# Kem Aqua Plus questions



## aspirebyashley (Feb 9, 2017)

So, i have a kitchen refinishing project coming up. The client would prefer that I use a waterbased product. Usually, on prior finished cabinets, I degloss, sand, prime with an oil based or shellac based primer, follow by precat lacquer or conversion varnish. soooo, none of those are waterbased. Do any of you have experience with the, Sherwin Williams, Kem Aqua plus? Specifically, the plus surfacer. The cabinets for this project are finished in lacquer. Can I use the Kem Aqua Plus Surfacer over that? How well does it sand? Dry times comparable to pre cat? Will it play nice over the hotter lacquer?

I did purchase the retarder Butyl Cellosolve, does this seem to help with microfoaming? 

On site spray will be with an airless Graco Pro LTS 17. any tip recs? I have RAC X 208, 210. should those be ok?

in shop spray of doors, HVLP/ cap spray/ 1.3 or 1.4 tip size ok? 

Thanks for any and all recs!!


----------



## RH (Sep 7, 2010)

aspirebyashley said:


> So, i have a kitchen refinishing project coming up. The client would prefer that I use a waterbased product. Usually, on prior finished cabinets, I degloss, sand, prime with an oil based or shellac based primer, follow by precat lacquer or conversion varnish. soooo, none of those are waterbased. Do any of you have experience with the, Sherwin Williams, Kem Aqua plus? Specifically, the plus surfacer. The cabinets for this project are finished in lacquer. Can I use the Kem Aqua Plus Surfacer over that? How well does it sand? Dry times comparable to pre cat? Will it play nice over the hotter lacquer?
> 
> I did purchase the retarder Butyl Cellosolve, does this seem to help with microfoaming?
> 
> ...


Interesting, I tend to take the opposite tact and try and use my HVLP on site (due to lower overspray issues) and my airless in the shop. 
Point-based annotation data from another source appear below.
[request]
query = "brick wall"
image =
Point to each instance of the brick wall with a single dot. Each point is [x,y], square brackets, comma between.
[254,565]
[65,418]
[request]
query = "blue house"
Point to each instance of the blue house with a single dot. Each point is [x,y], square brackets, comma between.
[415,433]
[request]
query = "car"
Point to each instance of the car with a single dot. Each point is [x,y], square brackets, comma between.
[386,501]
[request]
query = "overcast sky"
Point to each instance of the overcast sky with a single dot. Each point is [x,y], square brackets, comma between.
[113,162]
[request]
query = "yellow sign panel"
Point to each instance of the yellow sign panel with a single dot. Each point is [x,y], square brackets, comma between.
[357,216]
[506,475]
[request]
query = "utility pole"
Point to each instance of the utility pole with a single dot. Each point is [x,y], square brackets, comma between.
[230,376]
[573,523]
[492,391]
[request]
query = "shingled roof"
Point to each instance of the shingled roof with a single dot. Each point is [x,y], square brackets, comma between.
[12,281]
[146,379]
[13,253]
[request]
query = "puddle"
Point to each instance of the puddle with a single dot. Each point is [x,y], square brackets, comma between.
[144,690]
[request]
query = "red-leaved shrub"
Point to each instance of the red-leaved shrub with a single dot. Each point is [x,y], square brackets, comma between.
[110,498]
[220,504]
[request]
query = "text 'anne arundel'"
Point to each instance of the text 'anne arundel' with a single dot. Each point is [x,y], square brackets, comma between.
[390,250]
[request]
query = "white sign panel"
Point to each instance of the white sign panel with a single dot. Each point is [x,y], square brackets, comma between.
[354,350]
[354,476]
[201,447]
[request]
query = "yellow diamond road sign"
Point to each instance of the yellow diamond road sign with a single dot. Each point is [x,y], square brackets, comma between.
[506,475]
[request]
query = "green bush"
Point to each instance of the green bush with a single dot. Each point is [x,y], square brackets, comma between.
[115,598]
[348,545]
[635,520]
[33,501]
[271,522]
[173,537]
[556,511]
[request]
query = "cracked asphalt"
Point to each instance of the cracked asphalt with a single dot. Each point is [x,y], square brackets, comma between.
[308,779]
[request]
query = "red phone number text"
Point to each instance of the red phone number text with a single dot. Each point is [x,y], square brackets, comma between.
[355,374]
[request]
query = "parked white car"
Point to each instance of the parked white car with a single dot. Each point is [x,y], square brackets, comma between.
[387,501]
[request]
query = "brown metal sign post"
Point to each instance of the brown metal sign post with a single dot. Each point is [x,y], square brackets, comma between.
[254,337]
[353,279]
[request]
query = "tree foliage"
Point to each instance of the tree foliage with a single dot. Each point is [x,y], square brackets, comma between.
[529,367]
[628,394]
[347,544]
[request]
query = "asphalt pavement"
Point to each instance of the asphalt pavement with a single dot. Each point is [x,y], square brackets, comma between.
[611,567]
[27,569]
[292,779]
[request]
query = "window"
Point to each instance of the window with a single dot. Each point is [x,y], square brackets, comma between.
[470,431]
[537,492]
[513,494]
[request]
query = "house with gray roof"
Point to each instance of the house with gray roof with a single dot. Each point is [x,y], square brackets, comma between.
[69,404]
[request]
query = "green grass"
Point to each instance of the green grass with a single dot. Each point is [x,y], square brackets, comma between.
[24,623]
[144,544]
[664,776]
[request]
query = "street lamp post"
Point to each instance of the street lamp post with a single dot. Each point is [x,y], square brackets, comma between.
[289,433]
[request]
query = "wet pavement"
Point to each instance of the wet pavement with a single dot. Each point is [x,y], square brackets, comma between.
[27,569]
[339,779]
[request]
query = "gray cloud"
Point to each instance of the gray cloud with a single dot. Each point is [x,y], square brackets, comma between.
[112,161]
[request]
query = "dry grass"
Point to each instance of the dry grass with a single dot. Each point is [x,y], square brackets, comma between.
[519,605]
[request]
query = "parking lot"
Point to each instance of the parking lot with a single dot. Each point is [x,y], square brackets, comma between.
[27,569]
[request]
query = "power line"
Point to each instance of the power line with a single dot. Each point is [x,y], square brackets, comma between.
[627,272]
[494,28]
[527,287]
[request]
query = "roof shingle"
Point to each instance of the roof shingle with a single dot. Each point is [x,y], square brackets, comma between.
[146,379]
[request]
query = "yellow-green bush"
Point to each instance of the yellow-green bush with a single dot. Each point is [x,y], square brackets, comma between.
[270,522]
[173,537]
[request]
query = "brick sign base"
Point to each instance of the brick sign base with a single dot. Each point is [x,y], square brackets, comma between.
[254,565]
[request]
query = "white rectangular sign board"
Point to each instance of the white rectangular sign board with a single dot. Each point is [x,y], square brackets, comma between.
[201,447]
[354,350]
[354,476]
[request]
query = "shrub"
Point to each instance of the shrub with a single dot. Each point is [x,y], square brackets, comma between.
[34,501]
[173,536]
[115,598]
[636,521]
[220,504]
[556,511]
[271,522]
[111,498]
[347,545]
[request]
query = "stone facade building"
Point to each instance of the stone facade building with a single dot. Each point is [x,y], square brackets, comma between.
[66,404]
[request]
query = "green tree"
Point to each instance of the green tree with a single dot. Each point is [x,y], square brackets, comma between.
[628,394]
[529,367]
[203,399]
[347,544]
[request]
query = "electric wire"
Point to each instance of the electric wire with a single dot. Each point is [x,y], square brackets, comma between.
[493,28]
I have not used Kem Aqua so can't speak to it's performance in spraying. 

Just curious, you don't say which Capspray HVLP you have. If it isn't the five stage or six, you _may_ have issues spraying a somewhat heavy acrylic product through your unit without having to over thin it. With that said, I have had great success using SW's Pro-Industrial Multi-Surface Acrylic through my Graco airless with a FF310 tip. Have had some success also spraying it through my four stage Fuji HVLP but more thinning was required.It can run easily as it is, thinning makes you really need to watch it.


----------



## aspirebyashley (Feb 9, 2017)

Hi, thanks for the reply. Yes, honestly, the only reason I'll be using the airless on site is that it's easier to transport and my hvlp systems are all gravity fed and I like the gun on the airless for maneuvering. To my understanding, the Kem Aqua is pretty thin. I'm going to test run it though, but do have some larger tips if needed. Thanks for taking the time to respond! Still on the hunt for the best waterbased primer to use for this project. My paint rep recommended General Finishes Milk paint with accelerator. Ever tried this?


----------



## RH (Sep 7, 2010)

No, never used that primer. Quite a few here do cabinet work and primer preferences seem to span a big range. I've moved away from painting cabinets to refinishing work but I do lots of door painting. On new natural wood doors I've been spraying SW's alkyd exterior primer thinned down to push through my HVLP. Comes out looking great, sands well, and seals new wood, but it may not provide enough grain filling capability for many.


----------



## PACman (Oct 24, 2014)

why doesn't Sherman Williams know?


----------



## MikeCalifornia (Aug 26, 2012)

Kem Aqua products are designed for new cabinet work not refinish, unless going over the Kem Aqua line. But even then you have to match up the correct products. Talk to SW about using those in your situation, not sure if they are the best ones. I know from experience using WB lacquers that you will need to heat the house up, at least 78 or they run real bad.


----------



## aspirebyashley (Feb 9, 2017)

Pacman, exactly &#55357;&#56834;, in my area// everyonnneee uses solvent based lacquers/ I'll be the only person in our town (that I'm aware of) and my Sherwin Williams isn't very experienced with it.


----------



## PNW Painter (Sep 5, 2013)

You should check to see if Sherwin Williams has a Product Finishes store in your area. 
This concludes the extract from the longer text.